Un contentieux discret mais stratégique secoue le secteur pétrolier marocain
Depuis plusieurs années, un contentieux discret mais stratégique agite le secteur pétrolier marocain. Il concerne Petromin Oils Maroc, le septième opérateur pétrolier du Royaume avec un chiffre d’affaires dépassant 5,2 milliards de dirhams en 2023 (environ 500 millions d’euros). Derrière cette entreprise, une bataille judiciaire oppose les héritiers du fondateur à deux puissantes familles actionnaires, écrit le magazine Jeune Afrique.

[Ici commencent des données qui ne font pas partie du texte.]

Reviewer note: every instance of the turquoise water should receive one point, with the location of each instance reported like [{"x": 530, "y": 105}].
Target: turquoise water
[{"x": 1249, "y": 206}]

Une bataille judiciaire entre héritiers et actionnaires
L’origine du litige remonte à 1991, année de création de Petromin Oils Maroc, fruit d’une coentreprise entre Haj Mohamed Amhal, figure historique du secteur, et la société saoudienne Petromin Lubricating Oil Company. À la mort de Haj Amhal en 1995, la gestion de la société passe entre les mains de Mohamed Fadile, alors actionnaire minoritaire, avec l’accord des héritiers. À l’époque, les familles Amhal, Fadile et Bicha, toutes originaires du Souss, entretenaient des relations étroites, lit-on.
Des accusations de dilution de participation
Selon la famille Amhal, leur participation de 50 % dans le capital de Petromin Oils Maroc aurait été diluée progressivement jusqu’à disparaître complètement, sans qu’aucune transaction formelle n’ait été effectuée. D’après les documents comptables de la société, les actionnaires actuels sont principalement les familles Fadile (via Mohamed Fadile) et Bicha (représentée par Lahoucine et Mohamed Bicha). Les membres de la famille fondatrice n’y apparaissent plus.
Une dimension stratégique et politique
L’affaire prend une dimension plus stratégique du fait de l’implication indirecte d’Akwa Group, conglomérat dirigé par le chef du gouvernement Aziz Akhannouch. Le groupe est lié à l’un des actionnaires actuels de Petromin Oils Maroc, la famille Bicha, à travers leur coentreprise dans Gazafric, lit-on encore. Même si Akwa Group n’apparaît pas comme actionnaire direct dans Petromin, ses partenaires le sont, ce qui positionne le groupe dans la sphère d’influence autour de Petromin.
Des versions opposées sur les transferts de parts
La version présentée par Mustapha Amhal, fils du fondateur, accuse Mohamed Fadile d’avoir effectué des transferts de parts sans justificatifs réglementaires, en utilisant ses prérogatives de PDG pour enregistrer ces opérations dans les registres internes. En 2018, rappelle Jeune Afrique, Mustapha Amhal a intenté une action judiciaire au civil, au commercial et au pénal à Casablanca, notamment pour faux et usage de faux. Débouté en première instance, il a interjeté appel.
Une question centrale sur la propriété de l’entreprise
L’avocat de Mustapha Amhal, Jalal Amahmoul, résume la question centrale: «Comment une entreprise appartenant initialement à Haj Mohamed Amhal, dont les héritiers détenaient la majorité, a-t-elle basculé dans le giron de groupes concurrents, sans preuve d’une cession régulière?». Pour leur part, des sources proches de Mohamed Fadile affirment que les transferts de parts ont été effectués dans le strict respect du cadre légal.